Dallas-based Southwest, which already enjoys a sizable position at LAX, is on the verge of having the majority of flights and passengers at Hollywood-Burbank, Long Beach and Ontario International airports.
Starting in October, no other airline will control as many airfields around a major metropolitan area in the United States.
Southwest is in this position thanks to a decision earlier this month by the city of Long Beach to award the airline all 17 of the flight slots relinquished by New York-based carrier JetBlue Airways Corp. at Long Beach Airport.
When Southwest assumes those slots next month, it will have the rights to 34 of the 53 slots at that airport, or nearly two-thirds of the flights. Given the sharply reduced demand due to the Covid-19 pandemic, it might take a year or two before Southwest fills the slots.
But even before taking over JetBlue’s slots on Oct. 7, Southwest is the airport’s de facto dominant carrier. In July, the airline handled about 60% of the total 40,400 passengers at the airport.
Meanwhile, Southwest has been the dominant carrier at Ontario International for most of the last dozen years, according to an airline spokesman. The airline slipped below the 50% passenger total mark earlier this year when the pandemic hit. But as of July, Southwest was back up to 50.4% of the 176,220 total passengers at the airport.
Southwest has also long been the dominant carrier at Hollywood Burbank where it handled 75.6% of the airport’s nearly 6 million passengers last year.
That percentage has slipped a bit this year: For the first seven months, about 960,000 passengers flew Southwest, comprising 68.4% of all passengers at Burbank Airport.
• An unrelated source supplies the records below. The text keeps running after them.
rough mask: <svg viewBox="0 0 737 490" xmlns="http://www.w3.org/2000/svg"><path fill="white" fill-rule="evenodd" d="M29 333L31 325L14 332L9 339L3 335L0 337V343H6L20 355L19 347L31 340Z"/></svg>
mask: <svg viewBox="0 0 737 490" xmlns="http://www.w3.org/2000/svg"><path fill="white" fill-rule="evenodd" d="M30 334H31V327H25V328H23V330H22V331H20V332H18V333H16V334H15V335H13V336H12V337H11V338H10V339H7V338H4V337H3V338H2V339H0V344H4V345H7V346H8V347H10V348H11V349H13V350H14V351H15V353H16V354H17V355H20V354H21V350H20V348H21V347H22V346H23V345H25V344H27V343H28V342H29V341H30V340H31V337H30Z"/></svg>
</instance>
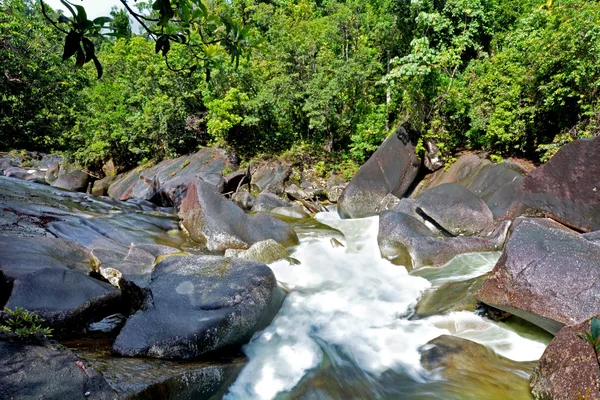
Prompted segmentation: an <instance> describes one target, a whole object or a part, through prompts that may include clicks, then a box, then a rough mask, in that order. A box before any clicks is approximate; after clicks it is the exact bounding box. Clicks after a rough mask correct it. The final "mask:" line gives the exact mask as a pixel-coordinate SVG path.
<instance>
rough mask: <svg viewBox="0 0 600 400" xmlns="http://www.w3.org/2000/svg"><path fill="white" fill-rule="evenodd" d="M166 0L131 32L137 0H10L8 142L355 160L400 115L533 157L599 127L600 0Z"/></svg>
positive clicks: (7, 20)
mask: <svg viewBox="0 0 600 400" xmlns="http://www.w3.org/2000/svg"><path fill="white" fill-rule="evenodd" d="M165 3H166V4H167V5H168V7H167V8H164V5H165ZM171 3H173V8H169V7H170V6H169V4H170V3H169V1H166V2H165V1H160V0H159V1H156V2H154V3H152V2H140V1H138V2H136V3H135V4H134V6H135V7H136V10H137V11H135V12H134V14H135V15H140V16H145V17H144V18H143V19H141V21H142V22H144V21H145V22H146V23H145V24H144V25H150V26H146V28H149V30H150V31H149V30H146V29H140V32H138V33H136V32H134V31H135V29H132V26H131V21H132V19H131V12H127V11H125V10H117V9H113V11H112V12H111V15H110V16H107V17H108V18H105V19H104V18H102V19H97V20H94V21H93V22H90V21H87V19H86V18H85V14H83V15H82V13H84V11H81V10H80V8H81V6H76V5H74V4H76V2H74V3H69V4H73V8H72V14H73V15H70V14H68V13H66V14H65V15H62V14H61V13H60V12H58V11H55V10H52V9H51V8H50V7H48V6H47V5H46V6H44V8H42V5H41V3H40V1H33V0H4V1H3V2H0V151H1V150H4V151H8V150H19V149H27V150H36V151H44V152H50V151H52V152H61V153H63V154H65V155H68V156H70V157H72V158H73V159H75V160H76V161H77V162H79V163H80V164H81V165H82V166H85V167H86V168H87V169H88V170H90V171H99V170H100V168H101V166H102V165H103V163H105V162H107V161H108V160H111V159H112V160H113V161H114V163H115V164H116V165H117V166H118V167H119V169H120V170H124V169H127V168H131V167H135V166H136V165H139V164H146V163H151V162H155V161H159V160H161V159H163V158H165V157H174V156H176V155H180V154H186V153H190V152H193V151H195V150H197V149H198V148H199V147H202V146H207V145H214V144H217V145H220V146H224V147H226V148H230V149H231V150H232V151H235V152H236V153H237V154H238V155H239V156H240V157H241V159H242V160H250V159H252V158H253V157H257V156H260V155H263V154H270V155H280V154H284V153H286V152H306V153H311V154H317V155H319V157H323V159H324V160H326V162H327V163H329V164H328V165H331V166H332V167H335V168H338V169H342V170H353V169H355V168H356V166H359V165H361V164H362V163H363V162H364V161H365V160H366V159H367V158H368V157H369V156H370V155H371V154H372V153H373V152H374V150H375V149H376V148H377V147H378V146H379V145H380V144H381V142H382V140H383V139H385V137H387V136H388V135H389V134H391V132H392V131H393V130H394V129H395V128H396V127H398V126H400V125H404V126H405V127H407V128H408V129H410V131H411V132H413V133H414V137H415V139H416V140H417V142H418V148H419V149H420V150H421V151H422V150H423V145H424V143H425V142H426V141H432V142H434V143H436V144H437V147H438V148H439V150H440V152H441V154H442V155H443V157H445V158H446V159H451V158H452V157H453V154H456V152H457V151H460V150H474V151H485V152H488V153H489V154H490V156H491V157H498V158H500V157H506V156H518V157H525V158H529V159H531V160H533V161H535V162H539V161H542V162H543V161H544V160H546V159H547V158H548V157H550V156H551V155H552V154H554V153H555V152H556V151H557V149H558V148H559V147H560V146H561V145H563V144H565V143H567V142H569V141H572V140H574V139H576V138H580V137H587V136H593V135H597V134H598V132H599V130H600V126H599V124H600V105H599V104H598V90H599V88H600V60H598V58H599V57H600V3H598V2H597V1H594V0H547V1H546V0H544V1H541V0H207V1H204V2H201V1H200V0H195V1H188V2H187V3H186V2H185V1H180V2H171ZM180 3H181V4H184V5H185V4H187V6H185V7H183V6H181V4H180ZM177 4H180V6H179V7H176V5H177ZM161 7H162V8H161ZM130 10H131V8H130ZM190 15H193V16H196V17H198V18H203V20H202V26H200V27H199V28H197V29H196V30H195V31H193V32H192V33H191V34H189V35H188V36H187V39H186V37H185V36H184V35H182V34H180V33H178V32H179V31H177V29H178V28H177V27H174V25H176V23H177V21H179V22H181V21H184V22H185V18H186V17H187V18H191V17H190ZM209 15H211V16H217V17H210V16H209ZM61 23H62V24H61ZM69 23H73V24H75V25H76V24H77V23H80V25H77V26H80V27H83V28H85V30H86V33H87V34H90V35H89V39H87V38H84V36H81V37H78V39H77V40H79V39H81V40H83V41H82V45H83V48H84V50H85V52H86V53H83V52H81V51H80V50H78V51H79V53H78V52H77V51H76V49H75V48H74V47H72V48H69V40H71V39H72V36H71V34H70V33H69V29H68V26H69V25H68V24H69ZM63 25H64V28H61V26H63ZM75 25H74V26H75ZM179 25H181V23H180V24H179ZM190 26H191V25H190V24H188V26H184V28H185V29H187V31H186V32H187V33H189V32H191V30H190V29H191V28H190ZM83 28H82V29H83ZM150 32H160V34H158V35H155V34H152V33H150ZM194 32H195V33H194ZM203 32H204V34H203ZM220 32H225V36H223V39H220V40H219V39H216V40H211V39H210V38H211V37H218V36H219V35H220V34H221V33H220ZM231 32H233V33H234V35H233V36H235V38H237V39H236V40H233V39H231V37H233V36H232V35H230V33H231ZM65 33H66V34H67V35H65ZM107 33H110V34H107ZM194 34H195V35H200V36H202V41H197V44H196V45H192V44H190V43H192V41H193V35H194ZM203 35H204V36H203ZM205 36H207V37H205ZM186 43H187V44H190V45H189V46H178V45H181V44H186ZM77 46H79V43H77ZM194 46H196V47H197V48H198V49H199V51H200V52H201V56H197V55H196V56H195V57H196V61H198V62H196V63H195V64H194V66H192V67H190V66H189V65H188V64H187V62H186V60H187V59H188V58H190V57H191V55H190V54H189V51H190V49H193V48H194ZM89 49H92V50H89ZM192 51H193V50H192ZM167 52H168V55H167ZM80 53H81V54H80ZM71 55H73V56H75V57H76V58H77V60H76V62H75V63H73V62H72V59H69V58H70V56H71ZM165 55H167V56H168V58H166V57H165ZM67 56H68V57H67ZM64 58H66V59H67V61H63V59H64ZM91 60H93V62H87V61H91ZM75 64H76V65H75ZM78 67H80V68H78ZM99 75H101V77H100V78H98V76H99Z"/></svg>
But it’s still far and away the prime carrier at the airport.
For Southwest, this dominance is the fruit of a decadeslong strategy to maintain its presence at the regional airports serving Los Angeles, though the majority status milestones it is now achieving are more the result of happenstance than deliberate plotting.
“We see that during each downturn, other airlines take a step back, whereas we stay put at these airports,” said Andrew Watterson, chief commercial officer for Southwest and the top executive with oversight over the Southern California market. “As a result, over multiple decades and downturns, we end up being the biggest airline at these airports, as other airlines periodically consolidate to LAX.”
JetBlue departures
That has certainly been the case at Long Beach. Just three years ago, JetBlue had 80% of passenger traffic at the municipal airport. But in late 2017, after the airline failed in its bid to establish international air routes at the airport, it began cutting back flight offerings there.
With each round of JetBlue flight cuts, Southwest was there to take up the slots at the flight-capped airport, gradually ramping up its own flight offerings.
Then in July, JetBlue dropped the hammer, saying it was pulling out of Long Beach Airport altogether and that it would make LAX its new focus of Southern California operations.
Southwest immediately submitted its bid for JetBlue’s 17 remaining flight slots. Just as important, no other airline stepped in to join the bidding.
Watterson said Southwest has additional planes ready to fly out of Long Beach as soon as passenger demand picks up again.
“It all depends on the pandemic,” he said.
He added that the airline eventually plans to expand service at Ontario International to levels exceeding the number of prepandemic flights, “especially to points mid-continent and farther east.”
As for comparing Southwest’s dominance of the smaller regional airports in the Los Angeles market with other major metro markets, Watterson said Southwest is the largest air carrier at many regional airports around the country though it only has absolute majority status at a few of them.
Other markets
What’s more, he added, in no other major metropolitan market does Southwest dominate as many airports as it does in the Los Angeles market.
Watterson said the airline is the largest carrier at both Oakland International and San Jose International airports in the Bay Area, while in the Washington, D.C., market it is the largest carrier by passenger volume at Baltimore Washington International Airport, and the second-largest carrier at Reagan National Airport in Arlington, Va.
Southwest is essentially the only carrier at Chicago’s Midway Airport, with 96% of total passengers, but Midway is the only smaller regional airport operating as an alternative to O’Hare International in the Chicago market, compared with the three regional airport alternatives serving the Los Angeles market.
It’s highly unlikely Southwest will achieve that level of dominance at Long Beach, Burbank or Ontario airports, given the overall attractiveness of the Los Angeles market and the gate and airfield constraints at LAX.
But Southwest’s upcoming increase at Long Beach and its ongoing influence at Burbank and Ontario is overall a good thing, according to Michael Boyd, president of Denver-based Boyd Group International, an aviation consulting company.
“It opens up these airports to substantial access through its (Southwest’s) route network,” Boyd said. “And we need to remember that other carriers are not interested in these airports. So at least there is one airline that has interest.”